Recently I got pulled into a project to help get a feature that was mostly finished and needed to go through a “final QA round” before being ready for release. I felt that this wouldn’t require much of my time, but as you can imagine, things didn’t quite go as expected. The QA round found about a dozen errors in the new feature that I eventually divided into two classifications: requirements SNAFUs and code quality issues.
The requirements SNAFUs were the sorts of problems where the original programmer built what was explicitly asked for, but QA took the one of everything approach trying all sorts of cases that weren’t specified at all. These sorts of problems can be impactful from a time consumption perspective but aren’t that difficult to fix. The code quality issues are much more pernicious.
Digging into the code itself I quickly found an interesting fact. There were two fields, the currentPlanId and the activePlan, that were being mutated in various portions of the application, generally together. There wasn’t any clear distinction between the active plan and the current plan in the code, and at one point the currentPlanId was being set to the id from the active plan, sort of implying it’s the same thing but with poor naming. There were other places where one or both of them would mutate, and I went about tracing what caused the two to diverge or converge.
On initial page load the two would be different, with the active plan being blank, then when an item was selected on the drop down the two could converge, depending on what was selected. I went and started looking for the tests covering this to see if there would be any clarification of the scenarios that were going on and turned up none. At this point I let others know of my findings and that while the problem seemed minor, there was a bigger quality problem under the hood of the system.

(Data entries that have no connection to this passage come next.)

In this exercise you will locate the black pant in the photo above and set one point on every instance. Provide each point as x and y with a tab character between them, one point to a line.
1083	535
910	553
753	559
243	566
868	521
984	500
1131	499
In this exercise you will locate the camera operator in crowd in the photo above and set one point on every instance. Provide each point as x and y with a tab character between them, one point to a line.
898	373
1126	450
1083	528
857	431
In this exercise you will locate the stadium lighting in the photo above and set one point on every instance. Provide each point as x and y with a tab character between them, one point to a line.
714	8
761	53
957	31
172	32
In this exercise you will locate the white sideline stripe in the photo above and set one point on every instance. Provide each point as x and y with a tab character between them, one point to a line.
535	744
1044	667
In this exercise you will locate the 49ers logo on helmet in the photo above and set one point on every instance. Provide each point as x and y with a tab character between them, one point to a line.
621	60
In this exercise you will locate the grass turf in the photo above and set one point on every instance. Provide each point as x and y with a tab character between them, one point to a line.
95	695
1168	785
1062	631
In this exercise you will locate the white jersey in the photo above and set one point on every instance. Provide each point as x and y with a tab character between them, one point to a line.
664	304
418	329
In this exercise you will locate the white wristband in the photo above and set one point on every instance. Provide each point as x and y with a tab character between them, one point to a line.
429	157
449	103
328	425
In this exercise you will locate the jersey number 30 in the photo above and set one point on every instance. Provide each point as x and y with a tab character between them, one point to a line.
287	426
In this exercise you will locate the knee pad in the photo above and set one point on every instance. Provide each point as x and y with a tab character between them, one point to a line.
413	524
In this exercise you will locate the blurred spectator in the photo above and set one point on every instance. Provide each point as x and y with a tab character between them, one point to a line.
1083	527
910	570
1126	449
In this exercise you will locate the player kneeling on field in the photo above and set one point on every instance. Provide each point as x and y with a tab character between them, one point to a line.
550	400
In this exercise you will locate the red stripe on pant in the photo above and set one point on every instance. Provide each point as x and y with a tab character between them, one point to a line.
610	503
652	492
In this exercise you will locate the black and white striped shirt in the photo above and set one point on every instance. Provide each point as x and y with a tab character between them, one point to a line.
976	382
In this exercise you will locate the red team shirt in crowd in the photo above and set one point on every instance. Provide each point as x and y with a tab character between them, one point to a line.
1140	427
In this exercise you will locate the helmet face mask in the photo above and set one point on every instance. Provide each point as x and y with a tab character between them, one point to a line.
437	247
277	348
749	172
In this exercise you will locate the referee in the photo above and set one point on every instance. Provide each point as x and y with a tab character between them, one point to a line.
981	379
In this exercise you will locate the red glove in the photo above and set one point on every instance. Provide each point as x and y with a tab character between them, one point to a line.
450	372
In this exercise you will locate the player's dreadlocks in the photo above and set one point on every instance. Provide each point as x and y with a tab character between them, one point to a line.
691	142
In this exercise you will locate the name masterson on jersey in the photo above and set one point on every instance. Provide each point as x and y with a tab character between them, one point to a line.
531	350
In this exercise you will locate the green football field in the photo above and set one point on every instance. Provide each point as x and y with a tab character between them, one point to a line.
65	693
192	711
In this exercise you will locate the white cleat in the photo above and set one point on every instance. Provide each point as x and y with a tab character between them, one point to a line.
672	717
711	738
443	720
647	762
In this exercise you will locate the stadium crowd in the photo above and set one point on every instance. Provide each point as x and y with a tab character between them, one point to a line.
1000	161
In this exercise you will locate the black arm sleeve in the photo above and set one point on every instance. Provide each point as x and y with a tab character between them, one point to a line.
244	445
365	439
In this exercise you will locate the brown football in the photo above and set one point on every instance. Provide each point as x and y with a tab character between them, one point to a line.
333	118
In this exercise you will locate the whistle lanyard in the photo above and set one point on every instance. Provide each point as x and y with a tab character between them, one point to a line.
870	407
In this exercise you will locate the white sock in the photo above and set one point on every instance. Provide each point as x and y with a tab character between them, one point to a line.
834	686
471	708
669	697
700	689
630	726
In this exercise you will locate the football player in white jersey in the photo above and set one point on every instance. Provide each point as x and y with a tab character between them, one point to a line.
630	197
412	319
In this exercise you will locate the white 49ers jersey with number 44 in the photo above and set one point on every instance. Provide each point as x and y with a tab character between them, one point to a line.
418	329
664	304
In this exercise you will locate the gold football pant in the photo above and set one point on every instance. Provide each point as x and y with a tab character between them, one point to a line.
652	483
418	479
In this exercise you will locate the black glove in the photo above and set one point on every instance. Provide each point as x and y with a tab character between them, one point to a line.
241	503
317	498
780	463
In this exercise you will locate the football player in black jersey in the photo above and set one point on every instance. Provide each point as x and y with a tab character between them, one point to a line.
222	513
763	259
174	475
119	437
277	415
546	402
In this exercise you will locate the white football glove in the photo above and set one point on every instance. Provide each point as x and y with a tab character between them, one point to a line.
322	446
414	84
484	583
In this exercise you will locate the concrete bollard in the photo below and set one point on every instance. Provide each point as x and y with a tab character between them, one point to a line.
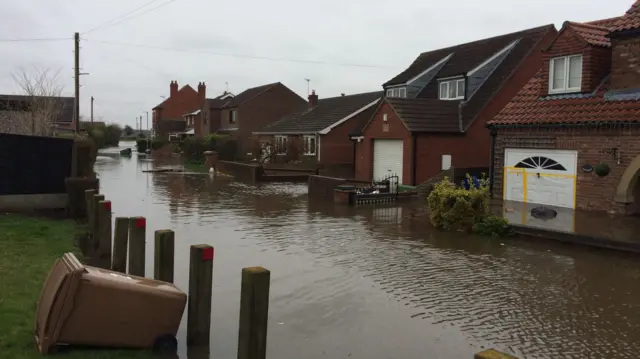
200	285
120	243
493	354
137	245
254	313
164	255
103	234
92	229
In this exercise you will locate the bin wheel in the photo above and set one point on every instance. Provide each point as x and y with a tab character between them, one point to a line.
166	345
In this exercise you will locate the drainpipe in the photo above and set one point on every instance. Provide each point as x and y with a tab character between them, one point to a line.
492	156
414	161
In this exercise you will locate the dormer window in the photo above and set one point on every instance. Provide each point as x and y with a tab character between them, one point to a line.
565	74
452	89
397	92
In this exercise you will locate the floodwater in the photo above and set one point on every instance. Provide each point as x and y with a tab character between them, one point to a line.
376	282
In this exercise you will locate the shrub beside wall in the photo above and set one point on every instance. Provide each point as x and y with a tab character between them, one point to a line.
455	208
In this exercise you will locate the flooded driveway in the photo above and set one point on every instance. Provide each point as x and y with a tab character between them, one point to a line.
376	282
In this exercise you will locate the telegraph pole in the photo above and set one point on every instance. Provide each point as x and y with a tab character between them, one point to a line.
77	80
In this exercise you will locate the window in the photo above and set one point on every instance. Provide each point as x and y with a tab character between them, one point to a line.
538	162
232	117
309	145
452	90
565	74
281	145
397	92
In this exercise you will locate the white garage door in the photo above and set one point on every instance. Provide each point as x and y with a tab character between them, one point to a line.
387	159
540	176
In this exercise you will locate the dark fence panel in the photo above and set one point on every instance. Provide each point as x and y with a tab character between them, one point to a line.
33	164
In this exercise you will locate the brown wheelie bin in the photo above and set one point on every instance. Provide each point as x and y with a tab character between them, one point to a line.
88	306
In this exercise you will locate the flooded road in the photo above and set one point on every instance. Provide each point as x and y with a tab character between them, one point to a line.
376	282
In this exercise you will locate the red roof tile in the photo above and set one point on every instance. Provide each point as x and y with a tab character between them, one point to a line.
528	108
630	20
593	34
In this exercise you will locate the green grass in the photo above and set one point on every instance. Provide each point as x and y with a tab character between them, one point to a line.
28	248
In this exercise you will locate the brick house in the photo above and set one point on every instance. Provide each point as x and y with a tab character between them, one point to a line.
434	113
321	131
168	116
579	113
240	115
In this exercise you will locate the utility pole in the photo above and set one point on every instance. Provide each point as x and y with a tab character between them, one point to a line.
76	38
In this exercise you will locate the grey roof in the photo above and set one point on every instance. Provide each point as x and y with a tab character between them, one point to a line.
21	103
327	112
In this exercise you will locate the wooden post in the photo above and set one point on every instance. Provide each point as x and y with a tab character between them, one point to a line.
164	255
120	243
92	230
103	233
493	354
254	313
137	245
200	285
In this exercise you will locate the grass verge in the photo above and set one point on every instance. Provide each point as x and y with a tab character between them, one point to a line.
28	248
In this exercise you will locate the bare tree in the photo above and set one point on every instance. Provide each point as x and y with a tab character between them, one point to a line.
39	105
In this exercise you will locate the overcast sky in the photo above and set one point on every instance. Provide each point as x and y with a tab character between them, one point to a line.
222	42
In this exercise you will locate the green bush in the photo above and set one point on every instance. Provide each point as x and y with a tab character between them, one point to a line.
456	208
494	226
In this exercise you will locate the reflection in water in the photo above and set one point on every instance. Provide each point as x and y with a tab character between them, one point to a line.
377	282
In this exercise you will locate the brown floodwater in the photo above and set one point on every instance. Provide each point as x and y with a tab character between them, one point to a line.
376	282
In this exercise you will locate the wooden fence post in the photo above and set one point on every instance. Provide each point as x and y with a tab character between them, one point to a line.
94	226
254	313
200	285
164	255
120	243
493	354
137	245
103	234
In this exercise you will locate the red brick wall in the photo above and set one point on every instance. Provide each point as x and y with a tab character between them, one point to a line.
625	67
593	192
568	43
376	129
470	150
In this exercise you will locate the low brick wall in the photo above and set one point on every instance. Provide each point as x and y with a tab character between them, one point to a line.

The first code change I made was a relatively minor one affecting when a particular button should show up; adding a special case and another test case started behaving. So far so good. Then I started tweaking the functions that were setting currentPlanId and activePlan. By this point I had managed to figure that current was a chronological state and active was a UI state, but it still wasn’t immediately clear how the system was making decisions about which plan was current. This obscured information seemed to be intertwined with the cause of a lot of the remaining broken cases.
I followed the webservice calls back through various layers microservices to where I knew the information had to be coming from and made an intriguing discovery. The way the frontend was deciding which plan was current was incorrectly being based on the timing between two different web service calls. I started digging around trying to find the right way to set all of this information and started to become clear that the initial architecture was missing a layer to coordinate the requests at the initial page load.
That got everything trending in the right direction. I still want to find some time to work through some additional unit tests and leave the code in a good state rather than just a better state.